Открыв глаза, я увидел комнату, залитую синим предрассветным сиянием, обещавшим скорое утро. На часах было 4.15 утра. Поднявшись, я сел в кресло, обхватив голову руками. «Такого мне еще никогда не снилось», – прошептал я. «Значит, время имеет много направлений. А я имею отличную возможность считать все это сном. Или не считать, если хватит сил», – думал я, тихонько сидя в кресле и поджав колени к подбородку. «Как бы там ни было, а надо бы попить чего-нибудь седативное», – прошептал я себе.
Уснуть я больше не смог, как ни старался. Снова и снова прокручивая встречу со старухой, которую не решался назвать по имени, я ворочался на диване, иногда произнося что-нибудь вроде «это ж надо» или «ни хрена себе». Через полчаса я встал, оделся, убрался в зале холодильника, помыл оставшуюся с вечера посуду и принялся драить Царство мертвых. Монотонный ритмичный танец скользящей по полу тряпки успокаивал меня, не спеша склоняя к мысли, что человеческий мозг еще и не на то способен. «Просто в этом сне я сам на себя свои догадки выплеснул, прям на оголенные мозги. Вот и результат», – уговаривал я себя, бултыхая тряпкой в ведре. Для верности решил пройтись еще разок по уже чистым полам. И так увлекся, что даже вымыл траурный зал.

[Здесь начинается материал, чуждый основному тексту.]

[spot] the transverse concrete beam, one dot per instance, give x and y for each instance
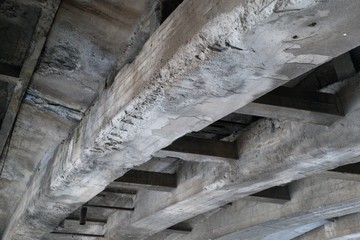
(314, 199)
(343, 228)
(286, 103)
(211, 65)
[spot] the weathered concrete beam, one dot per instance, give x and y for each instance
(212, 61)
(271, 153)
(197, 149)
(276, 195)
(344, 67)
(346, 227)
(135, 179)
(314, 199)
(19, 84)
(347, 172)
(286, 103)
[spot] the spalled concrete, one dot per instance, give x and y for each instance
(191, 72)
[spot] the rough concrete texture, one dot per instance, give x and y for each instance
(343, 228)
(313, 199)
(167, 91)
(46, 117)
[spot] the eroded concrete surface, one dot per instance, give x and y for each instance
(84, 43)
(76, 132)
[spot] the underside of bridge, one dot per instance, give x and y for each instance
(179, 119)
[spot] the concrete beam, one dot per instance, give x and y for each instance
(197, 149)
(286, 103)
(19, 84)
(212, 61)
(277, 195)
(135, 179)
(314, 199)
(346, 227)
(304, 149)
(344, 67)
(349, 172)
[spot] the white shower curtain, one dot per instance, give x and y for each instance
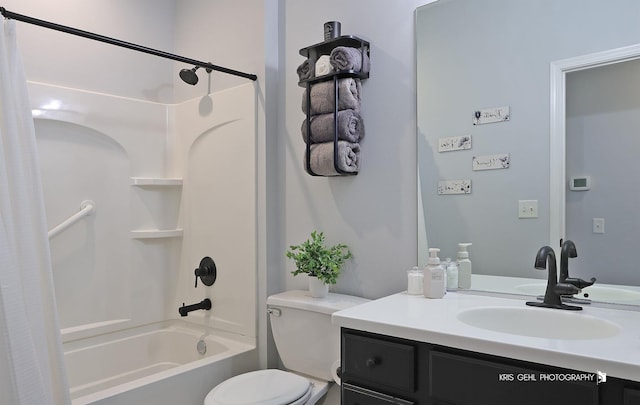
(31, 363)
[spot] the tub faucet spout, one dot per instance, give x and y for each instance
(204, 304)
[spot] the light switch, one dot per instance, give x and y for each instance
(528, 209)
(598, 225)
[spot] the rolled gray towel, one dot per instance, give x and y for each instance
(323, 97)
(350, 127)
(321, 158)
(348, 58)
(304, 70)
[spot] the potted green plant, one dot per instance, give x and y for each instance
(321, 263)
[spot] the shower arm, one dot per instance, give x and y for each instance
(97, 37)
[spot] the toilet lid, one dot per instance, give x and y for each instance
(266, 387)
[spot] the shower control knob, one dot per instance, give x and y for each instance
(207, 272)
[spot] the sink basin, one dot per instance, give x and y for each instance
(595, 292)
(539, 322)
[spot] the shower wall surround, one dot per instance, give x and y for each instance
(171, 183)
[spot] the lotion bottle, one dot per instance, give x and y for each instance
(452, 276)
(434, 277)
(464, 266)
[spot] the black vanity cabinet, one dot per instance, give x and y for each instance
(378, 369)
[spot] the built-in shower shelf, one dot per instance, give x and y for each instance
(156, 182)
(156, 233)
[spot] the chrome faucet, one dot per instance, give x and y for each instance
(568, 250)
(554, 291)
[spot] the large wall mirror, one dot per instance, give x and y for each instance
(514, 99)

И сам не заметил, как птичий гомон и яркое настырное солнце дали старт четвергу.
Четверг начался разом из всех орудий. Перевозка пожаловала одновременно с первыми обитателями патанатомии. Приняв покойника, исполнил нехитрую процедуру прописки. Несмотря на то что спал совсем мало, чувствовал себя отлично, словно только с курорта.
Еще несколько торопливых минут – и Царство мертвых станет оживать вполную, наполняясь живыми, отдавая холодных гостей веренице автобусов, ставя диагнозы, делая анализы и производя на свет ворохи врачебных заключений. Сейчас же его жизнь только набирала обороты, не спеша раскручиваясь, словно разгоняя ночное затишье.